The Gemma Grey LLC principal address is shown as 2039 Hendricks Ave., No. 111, which is the East San Marco center.

The Florida Department of State Business Registration shows Gemma Grey LLC as the owner of Gemma Fish + Oyster. 

McKinley said Regency’s goal for the two-story restaurant on the “pin corner” was “to find a combination of a great operator serving a cuisine that wasn’t currently represented in San Marco with a distinctively welcoming buildout.”

“Brittany and Mike check all these boxes plus have a passion for their craft that is unmistakable every time you meet with them,” he said by email.

“Jacksonville has a few strong restaurant groups/operators, but overall is under represented with best in class local operators running multiple restaurants with various cuisines when compared to other markets like Tampa, Atlanta, Nashville.”

McKinley said Gemma Fish and Oyster “will be a great addition to the dining scene in San Marco that will draw from a larger trade area for customers looking for a quality food/experience.”

The architect is Jacksonville-based Design Cooperative. No contractor has been chosen.

Ember & Iron opened Feb. 22, 2021, at 60 Shops Blvd., Unit 80, in the Shoppes of St. Johns Parkway.
Ember & Iron opened Feb. 22, 2021, at 60 Shops Blvd., Unit 80, in the Shoppes of St. Johns Parkway.

Ember & Iron 

Ember & Iron opened Feb. 22, 2021, at 60 Shops Blvd., Unit 80, in the Shoppes of St. Johns Parkway.

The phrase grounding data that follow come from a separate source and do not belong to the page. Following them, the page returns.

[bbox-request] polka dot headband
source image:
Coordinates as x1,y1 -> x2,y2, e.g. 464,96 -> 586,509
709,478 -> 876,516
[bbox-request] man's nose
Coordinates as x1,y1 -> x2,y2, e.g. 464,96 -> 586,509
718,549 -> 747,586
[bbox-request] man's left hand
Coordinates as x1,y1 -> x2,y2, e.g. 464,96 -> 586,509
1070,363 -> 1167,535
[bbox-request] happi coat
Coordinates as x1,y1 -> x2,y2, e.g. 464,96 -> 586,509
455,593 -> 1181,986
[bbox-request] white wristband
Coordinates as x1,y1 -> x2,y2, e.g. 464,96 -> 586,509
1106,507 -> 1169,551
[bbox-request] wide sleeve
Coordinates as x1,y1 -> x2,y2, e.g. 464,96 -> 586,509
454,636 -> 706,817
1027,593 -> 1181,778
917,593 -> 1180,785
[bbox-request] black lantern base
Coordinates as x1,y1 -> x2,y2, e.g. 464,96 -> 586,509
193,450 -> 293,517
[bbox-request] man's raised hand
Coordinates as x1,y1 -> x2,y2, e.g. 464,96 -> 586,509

A news release then said Mike Cooney had been in the restaurant business for 17 years. Brittany Cooney also had been in the restaurant business for the past eight years, it said.

Ember & Iron offers “rustic American fare” prepared on an 8-foot-long custom, oak-burning grill.

“I’ve been dreaming of my own restaurant since I was a teenager. The idea for Ember & Iron came from my memories of cooking around a grill or fire with my family,” Mike Cooney said in a February 2021 news release.

“Cooking over an oak-burning grill produces flavors that you can’t get from a gas grill. Combined with fresh, seasonal ingredients, live fire cooking allows us to offer a menu unlike any other in the area.” 

The menu features “beginnings” from $6 to $17 such as fried pickles, chorizo braised mussels, oysters on the half shell, blue crab hush puppies  and beef tartare.

The menu includes soups and salads and pastas and sandwiches.

Its ember roasted items range from a half buttermilk chicken at $26 to rib-eye at $55.

The cast iron menu offerings range from $24 for shrimp and grits to $32 for seared scallops. There are sides, a children’s menu and desserts.

Hours are 4-10 p.m. Sunday through Thursday, and 4-10:30 p.m. Friday and Saturday, and 11 a.m.-3 p.m. and 4-9 p.m. Sunday for brunch and dinner service.

The 4,598-square-foot restaurant seats 161 indoors and 34 on an outdoor patio. The restaurant build-out cost was $1.5 million and was designed by Brittany Cooney.